Nature In The Ear
There are some riding days when the great dome of the sky conspires with the budding trees of Spring and the sun -driven breezes to create a symphony of overstretched metaphors that makes the ride a harmonious union of man, machine, and the goddish world.
Then there are days where you just get coated with topsoil.
The riding itself was fine - a light day, just 20 miles, without the trailer. But windy. Many of the broad valleys around here were once at the bottom of a lake, and have a thick layer of rich, black soil in them. For reasons beyond my knowledge of agriculture, they mostly use that soil to grow onions.

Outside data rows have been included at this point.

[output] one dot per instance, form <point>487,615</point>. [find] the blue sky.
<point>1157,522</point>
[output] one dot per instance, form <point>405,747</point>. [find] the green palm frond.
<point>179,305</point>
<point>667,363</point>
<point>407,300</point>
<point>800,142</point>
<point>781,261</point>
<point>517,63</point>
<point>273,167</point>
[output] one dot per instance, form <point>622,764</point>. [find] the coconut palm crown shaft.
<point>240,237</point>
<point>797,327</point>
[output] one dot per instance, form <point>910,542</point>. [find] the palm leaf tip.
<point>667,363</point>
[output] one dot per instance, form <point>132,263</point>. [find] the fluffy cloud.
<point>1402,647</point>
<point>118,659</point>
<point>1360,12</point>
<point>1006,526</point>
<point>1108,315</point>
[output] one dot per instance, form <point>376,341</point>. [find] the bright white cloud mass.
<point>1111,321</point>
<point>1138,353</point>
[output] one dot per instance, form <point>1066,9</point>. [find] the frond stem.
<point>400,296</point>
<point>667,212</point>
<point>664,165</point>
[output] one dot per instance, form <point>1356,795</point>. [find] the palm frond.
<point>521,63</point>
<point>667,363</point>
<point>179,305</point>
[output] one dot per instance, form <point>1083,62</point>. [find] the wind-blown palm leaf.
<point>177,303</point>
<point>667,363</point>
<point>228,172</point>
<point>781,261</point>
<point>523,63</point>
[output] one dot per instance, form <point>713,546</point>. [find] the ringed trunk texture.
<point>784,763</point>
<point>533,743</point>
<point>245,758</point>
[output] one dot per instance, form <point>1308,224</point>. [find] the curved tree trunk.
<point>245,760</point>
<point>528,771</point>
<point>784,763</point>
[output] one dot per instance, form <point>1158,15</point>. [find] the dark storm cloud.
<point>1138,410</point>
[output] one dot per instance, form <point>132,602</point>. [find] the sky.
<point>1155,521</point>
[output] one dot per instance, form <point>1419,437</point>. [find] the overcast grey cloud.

The straight, flat roads in the valleys are littered with road onions that have bounced off the trucks - red, white, yellow, Vidalia. These roads are also subject to wicked crosswinds, which explains why many of the telephone poles lining them are canted east at a 30-degree angle.

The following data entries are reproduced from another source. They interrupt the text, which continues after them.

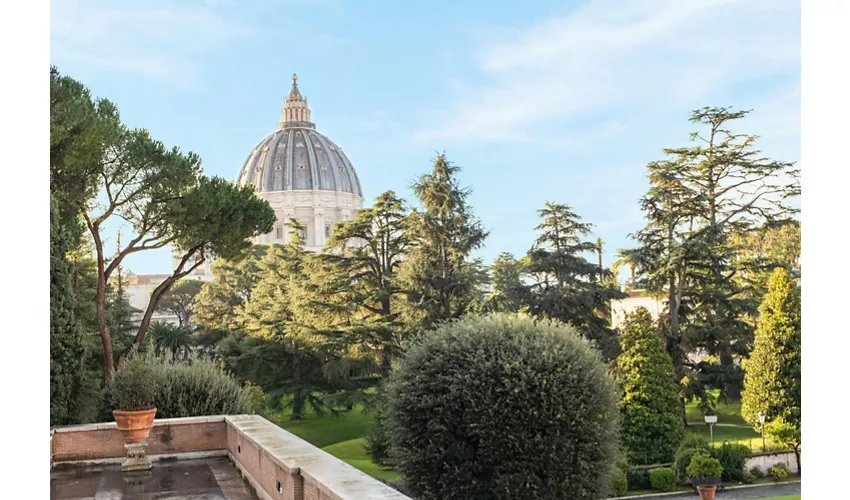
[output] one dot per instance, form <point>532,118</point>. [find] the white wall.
<point>619,308</point>
<point>765,462</point>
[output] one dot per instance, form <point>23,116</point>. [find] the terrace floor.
<point>202,479</point>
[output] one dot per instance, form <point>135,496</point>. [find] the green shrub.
<point>779,472</point>
<point>732,457</point>
<point>638,478</point>
<point>691,445</point>
<point>619,482</point>
<point>703,466</point>
<point>377,441</point>
<point>663,479</point>
<point>683,458</point>
<point>135,384</point>
<point>200,388</point>
<point>694,440</point>
<point>501,406</point>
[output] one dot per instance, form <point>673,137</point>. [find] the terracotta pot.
<point>706,491</point>
<point>134,425</point>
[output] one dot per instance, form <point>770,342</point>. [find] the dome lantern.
<point>296,111</point>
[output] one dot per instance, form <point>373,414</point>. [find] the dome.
<point>296,157</point>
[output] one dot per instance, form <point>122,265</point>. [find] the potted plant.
<point>705,472</point>
<point>133,389</point>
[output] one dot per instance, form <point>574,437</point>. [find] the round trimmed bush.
<point>663,479</point>
<point>503,407</point>
<point>779,472</point>
<point>692,444</point>
<point>703,466</point>
<point>619,482</point>
<point>732,457</point>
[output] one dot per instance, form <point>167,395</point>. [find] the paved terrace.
<point>204,457</point>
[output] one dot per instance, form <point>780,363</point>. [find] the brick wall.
<point>167,437</point>
<point>276,463</point>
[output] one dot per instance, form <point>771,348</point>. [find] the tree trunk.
<point>105,338</point>
<point>385,363</point>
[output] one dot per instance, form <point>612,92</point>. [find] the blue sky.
<point>537,101</point>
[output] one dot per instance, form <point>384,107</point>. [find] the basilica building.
<point>301,173</point>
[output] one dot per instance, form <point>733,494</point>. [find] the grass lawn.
<point>341,436</point>
<point>730,425</point>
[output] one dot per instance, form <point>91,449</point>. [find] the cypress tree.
<point>772,374</point>
<point>67,345</point>
<point>651,410</point>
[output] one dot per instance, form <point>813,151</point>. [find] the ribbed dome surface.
<point>296,157</point>
<point>299,158</point>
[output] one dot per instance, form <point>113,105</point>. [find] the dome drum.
<point>303,175</point>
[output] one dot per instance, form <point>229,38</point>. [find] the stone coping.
<point>160,421</point>
<point>728,488</point>
<point>335,478</point>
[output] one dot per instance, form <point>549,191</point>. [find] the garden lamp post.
<point>711,420</point>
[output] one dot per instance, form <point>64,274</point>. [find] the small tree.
<point>652,426</point>
<point>772,374</point>
<point>438,276</point>
<point>567,286</point>
<point>503,407</point>
<point>785,434</point>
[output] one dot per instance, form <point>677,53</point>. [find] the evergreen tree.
<point>773,371</point>
<point>762,249</point>
<point>282,335</point>
<point>219,304</point>
<point>115,175</point>
<point>652,426</point>
<point>361,274</point>
<point>699,197</point>
<point>438,277</point>
<point>67,344</point>
<point>567,286</point>
<point>508,292</point>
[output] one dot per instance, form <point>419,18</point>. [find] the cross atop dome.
<point>295,112</point>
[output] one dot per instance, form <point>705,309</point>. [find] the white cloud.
<point>161,41</point>
<point>621,57</point>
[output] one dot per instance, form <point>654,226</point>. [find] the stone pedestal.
<point>136,458</point>
<point>137,482</point>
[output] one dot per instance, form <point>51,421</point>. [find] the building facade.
<point>628,305</point>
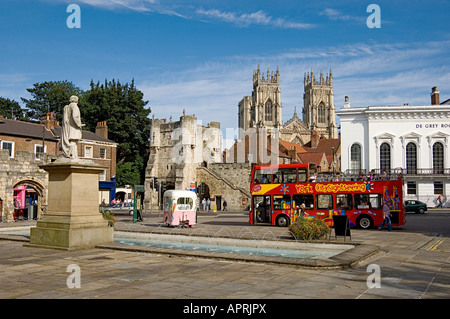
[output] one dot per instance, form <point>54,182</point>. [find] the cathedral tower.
<point>263,108</point>
<point>318,105</point>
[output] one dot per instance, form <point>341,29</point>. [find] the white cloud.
<point>255,18</point>
<point>377,74</point>
<point>337,15</point>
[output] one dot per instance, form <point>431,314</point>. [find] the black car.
<point>120,208</point>
<point>415,206</point>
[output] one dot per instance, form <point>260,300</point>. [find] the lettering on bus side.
<point>304,189</point>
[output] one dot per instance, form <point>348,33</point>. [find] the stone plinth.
<point>72,220</point>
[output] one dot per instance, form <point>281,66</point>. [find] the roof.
<point>25,129</point>
<point>85,135</point>
<point>36,130</point>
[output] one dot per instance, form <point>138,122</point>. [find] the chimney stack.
<point>101,129</point>
<point>434,96</point>
<point>346,103</point>
<point>49,121</point>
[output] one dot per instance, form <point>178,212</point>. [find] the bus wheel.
<point>364,222</point>
<point>282,221</point>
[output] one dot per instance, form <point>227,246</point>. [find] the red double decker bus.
<point>278,191</point>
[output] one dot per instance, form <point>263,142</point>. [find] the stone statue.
<point>71,129</point>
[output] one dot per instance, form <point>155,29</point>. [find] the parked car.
<point>120,208</point>
<point>415,206</point>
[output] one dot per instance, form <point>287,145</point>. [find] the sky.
<point>200,55</point>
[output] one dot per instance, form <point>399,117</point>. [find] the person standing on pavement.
<point>386,217</point>
<point>204,204</point>
<point>439,201</point>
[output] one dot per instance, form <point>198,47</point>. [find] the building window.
<point>39,150</point>
<point>438,188</point>
<point>438,158</point>
<point>411,188</point>
<point>411,158</point>
<point>268,111</point>
<point>355,157</point>
<point>385,157</point>
<point>8,146</point>
<point>88,151</point>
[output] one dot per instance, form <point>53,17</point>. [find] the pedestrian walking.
<point>204,204</point>
<point>439,201</point>
<point>386,217</point>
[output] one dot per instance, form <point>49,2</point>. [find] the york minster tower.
<point>318,105</point>
<point>263,108</point>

I saw it from about a half mile away: a dark plume billowing off of one of the unplanted fields. Nothing from the neighboring acreage; just this one field that hadn't been furrowed or watered or whatever it is you do to a field when you want to grow onions in it.
Nothing for it but to keep going. Just as I reached the field, the wind gusted up to around 30 mph, and the road was obscured by a rich fertile cloud of black dirt, which I rode directly into. It hissed off the fairing and blasted the right side of my face, getting into my eyes, my nose. Then, after pedaling a dozen yards half-blind while squinting down at the road between my feet, the air was clear again. I rode into the next small town and scored a phat Rice Krispies bar and a small keg of Gatorade at the local gasoline and food concession, then headed back home.

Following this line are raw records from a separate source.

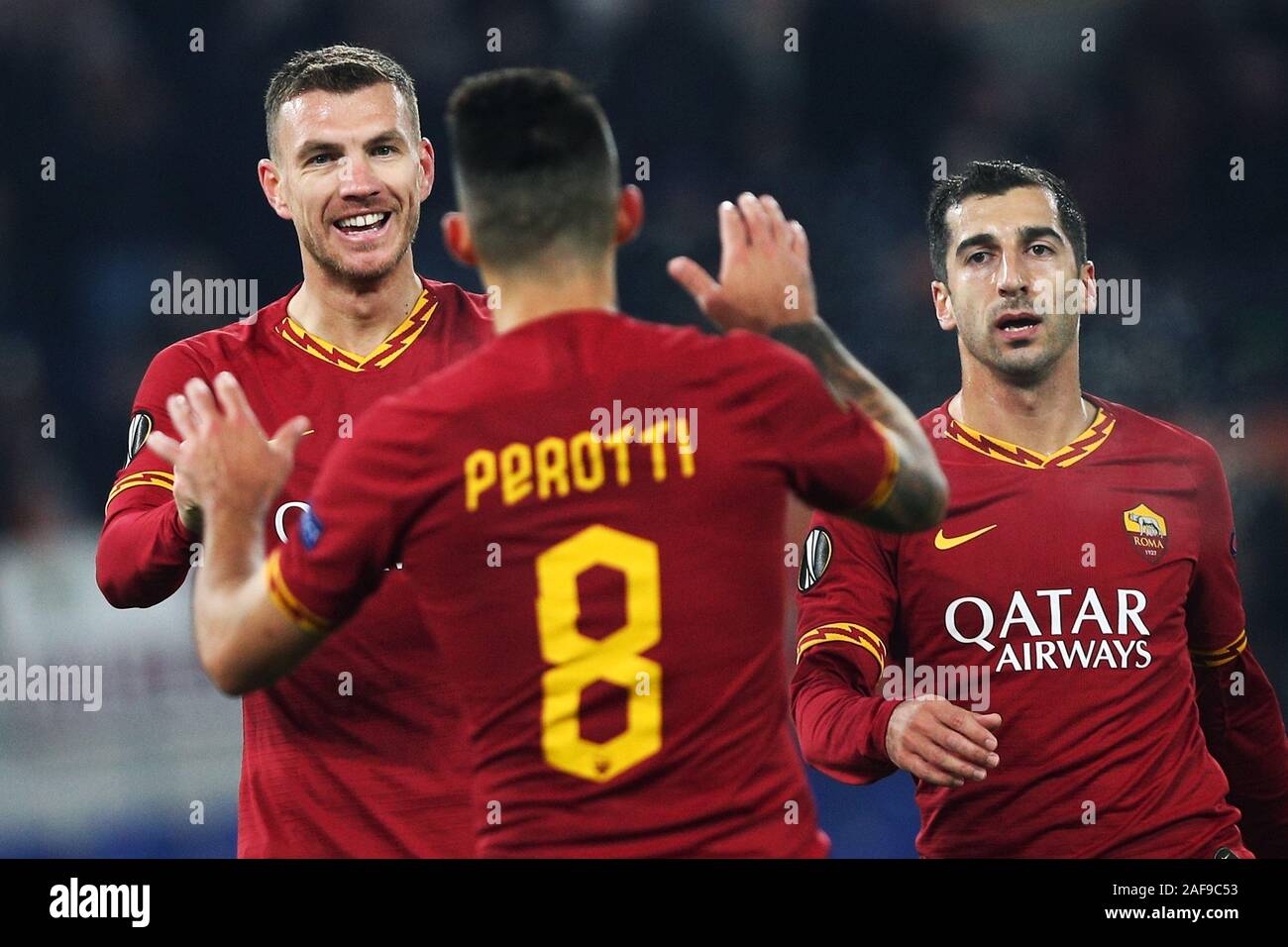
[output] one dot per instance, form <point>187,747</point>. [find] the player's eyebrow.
<point>386,137</point>
<point>1029,234</point>
<point>975,240</point>
<point>1026,236</point>
<point>317,145</point>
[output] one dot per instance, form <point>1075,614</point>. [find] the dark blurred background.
<point>155,150</point>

I burst out laughing when I saw my face in the bathroom mirror: I had expected some grime, but the whole right side of my face was swathed with thick black splotches of fecund, onion-friendly soil, with pale circles where my stylin' cycle shades had done their best to protect me glazzies. I took a shower, and then used up four Q-tips and a clump of toilet paper getting a window box's worth of the stuff out of my right ear and my right nostril. At that point Woodie Guthrie jumped out of the closet and twanged "Dust Bowl Refugee." He's always doing that, but for once it was appropriate.
The nostril thing puzzled me: why just the right one? I understood the ear, because that was facing the cloud, but don't I breathe through both nostrils?
Such are the mysteries of nature and of noses.
I'm sure the nice Indian gentlemen at the Citgo Food Mart were equally bemused.